Nos desenhos do artista, o sol perpassa a paisagem urbana e acentua contrastes nas zonas de luz/branco e sombra/preto que se estendem por seus expandidos horizontes. “O meu trabalho é basicamente grafite, porque é uma técnica muito rica e mais fácil e prática. Raramente trabalho com cores”, explica. Entre as obras que estarão na exposição, um desenho feito à beira do Rio Sena, a fachada do edifício JK e a praça da Liberdade.

 

Warley Desali/Divulgação
Pintura de Warley Desali, cores fortes e alusão à palavra Paris, opção do artista que não conhece a cidade (foto: Warley Desali/Divulgação)
 

 

Já Warley Desali costuma produzir pinturas de lugares próximos de seu cotidiano. Morador de Contagem, na Região metropolitana, e por não conhecer Paris, ele criou telas que remetem ao nome Paris, como o Bairro Europa, a Rua Paris, a Vila Paris e a Praça Paris. “Trabalhei muito essa questão da luz, que é muito presente na capital da França, e nas cortes fortes, e acabei retratando ambientes meio periféricos”, diz.
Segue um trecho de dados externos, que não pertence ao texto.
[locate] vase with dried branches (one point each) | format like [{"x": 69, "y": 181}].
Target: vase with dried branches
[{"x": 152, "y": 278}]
No total foram oito pinturas, projeto considerado um verdadeiro desafio para Desali. “Foi muito interessante traçar esse paralelo entre as duas cidades e criar essas referências. E o bacana é o contraste entre o meu trabalho, mais colorido, e o do Cavalcanti, em preto e branco, mais cru”, analisa.

BH, Cidade luz

Mostra com obras de Warley Desali e José Octávio Cavalcanti. Abertura nesta segunda, às 19h. Salão Cultural da Aliança Francesa, Rua Tomé de Souza, 1.418, Savassi. Aberta este mês, de segunda a sexta, das 8h às 21h. Em agosto, de segunda a quinta, das 8h às 21h; sexta e sábado, das 8h às 16h30. Entrada franca. Informações: (31) 3291-5187. Em cartaz até 9 de agosto.